Server side rendering


Panaudia uses server side rendering to bring together large numbers of people in virtual spaces and give them all reliable, many-to-many, spatialised audio

There are several quite different technical approaches to working with spatial audio, these break down into three broad categories:

  • Broadcasting spatial audio
  • Client side rendering
  • Server side rendering - which is what we do.
They are technically distinct from each other, and which is the right choice depends on what you want to achieve. They each have their pros and cons.

Broadcasting spatial audio

A single spatialised audio mix is created on the server, delivered to clients as a multi-channel or ambisonic stream which is then rendered on the clients.

It is relatively easy to generate an ambisonic mix of something like a concert, distribute this to very large numbers of clients which can then rotate and render the sound field locally.

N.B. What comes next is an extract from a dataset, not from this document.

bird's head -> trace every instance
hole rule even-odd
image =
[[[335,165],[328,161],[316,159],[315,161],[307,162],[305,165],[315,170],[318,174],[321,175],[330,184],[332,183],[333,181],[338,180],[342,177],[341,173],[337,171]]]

Almost infinite scaling can be achieved with CDNs and there are several mature and well-supported rendering technologies such as Dolby Atmos, or Apple's Airpod Spatial Audio, that can easily be integrated into clients to support this pattern.

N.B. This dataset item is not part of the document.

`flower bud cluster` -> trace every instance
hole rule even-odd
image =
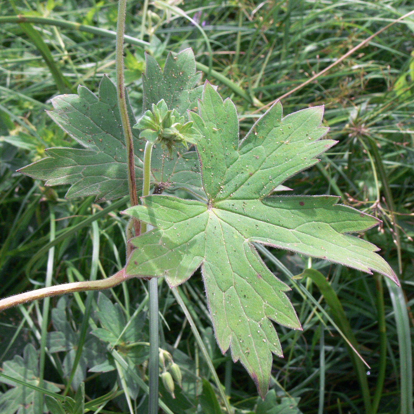
[[[159,358],[160,365],[162,367],[160,375],[162,383],[165,389],[171,394],[173,398],[175,398],[174,381],[178,384],[180,388],[183,388],[181,384],[182,375],[180,367],[174,362],[171,354],[165,349],[159,349]]]
[[[188,143],[197,143],[200,134],[193,123],[185,123],[184,117],[175,109],[169,110],[161,99],[156,105],[153,104],[152,111],[145,111],[133,128],[142,130],[140,138],[154,144],[160,142],[161,148],[166,147],[171,156],[174,145],[181,144],[188,149]]]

The problem with broadcasting is that it's only broadcasting. It's a one way distribution of content that neither takes in streams of audio from clients to be included in the mix, nor delivers individualised mixes to each client based on their position in a virtual audio space. If it's what you want, ambisonic broadcasting is a great solution, but if you need many-to-many spatial audio it's unsuitable.

Client side rendering

In contrast, client side rendering supports two-way, many-to-many spatialised audio that can be used for things like virtual chat rooms. You send everyone's audio to everyone and make use of their local processing power to do the mixing and the rendering, and the central server only has to do a bit of signalling.

There are quite a few libraries available, both native and browser based, for doing client side spatialised audio mixing and rendering, for example three.js directly supports positional audio.

This works very well for smaller numbers of people as the audio can be sent peer-to-peer and the computation is distributed between them, but as you increase the numbers you place more load on each node's cpu and network.

You can't add many more nodes before the local networking and cpu capacity of heterogeneous client devices cannot keep up and things start breaking.

Server side rendering

Server side rendering also supports rich many-to-many spatial audio, but compared to client side you do very little at the client end, only sending single streams to and from a server. All the hard work of mixing and then rendering the spatialised audio is done centrally. The down-side of this approach is that you need to use more cpu in the cloud as the audio processing moves from the edge to the centre.

The up-side is that the clients are very slight in terms of complexity, network and cpu usage, making integration easier and connections more robust. More importantly you can mix many, many more audio sources together than is possible with client side rendering.

Panaudia may not be the best choice for spatialised audio for very small groups of people, or if you want to broadcast the same ambisonic mix to many thousands, but if you want large groups of people to come together in virtual space Panaudia is a good choice.